I try to fight it, knowing it will have a price later- yet more of the same brain haze I’ve been grappling with for the last three years. I keep waiting for the fog to lift, but it hasn’t yet.
I can’t explain it. The months leading up to Tariku’s adoption were nearly as sleepless as the ones that followed it, yet I remember them as being fantastically inventive and engaged. Maybe the most alive I’ve ever felt creatively. Since returning from Africa, I search too long for words. I find it hard to follow anything but the most linear narrative. I can’t remember names of favorite books, of friends’ spouses I’ve met time and time again. It’s unlike me.
Somehow, these recent early mornings have been as close as I’ve come to reclaiming something recognizable of my brain function. 4am is too early to go for a run.
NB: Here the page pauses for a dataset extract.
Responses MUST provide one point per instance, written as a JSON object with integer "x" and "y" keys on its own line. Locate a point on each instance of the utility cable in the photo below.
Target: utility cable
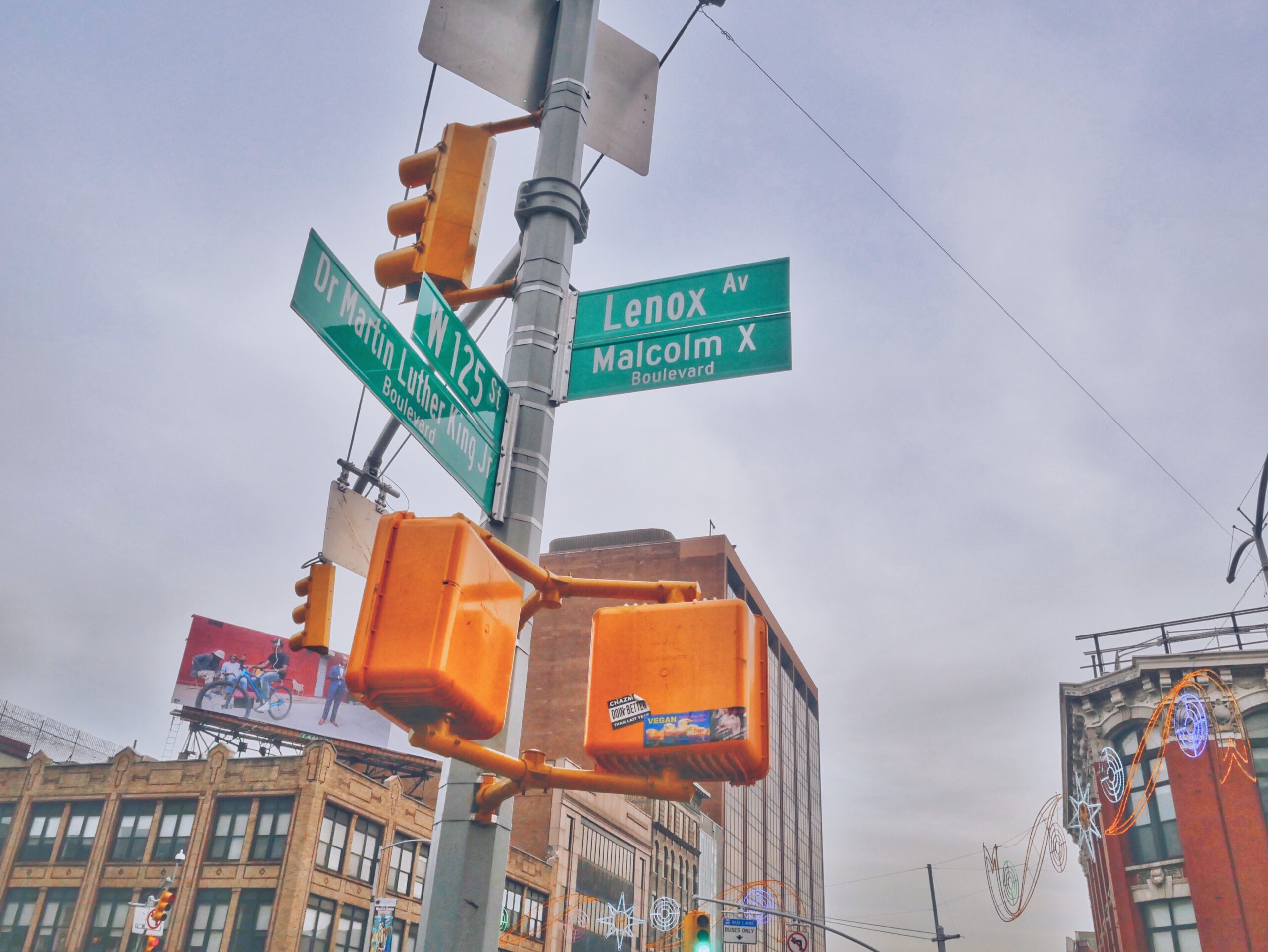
{"x": 967, "y": 271}
{"x": 660, "y": 64}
Too quiet to start banging dishes around. Too precious to start in with the emails. So I make some tea, go to the upstairs den, open the shutters that face east and I read as the sky shifts from black to cobalt. A few days ago I moved the coffee table and I unfolded Anne Carson’s Nox along the carpet. Yesterday, I sunk into Bolaño’s Tres. Maybe it’s the unchallenged quality of that particular early morning solitude, but it seems I’ve found a brief window during which I have my attention back. Of course, the pendulum swings the other direction and I pay for it with bleary afternoons. For now, I’ll take it.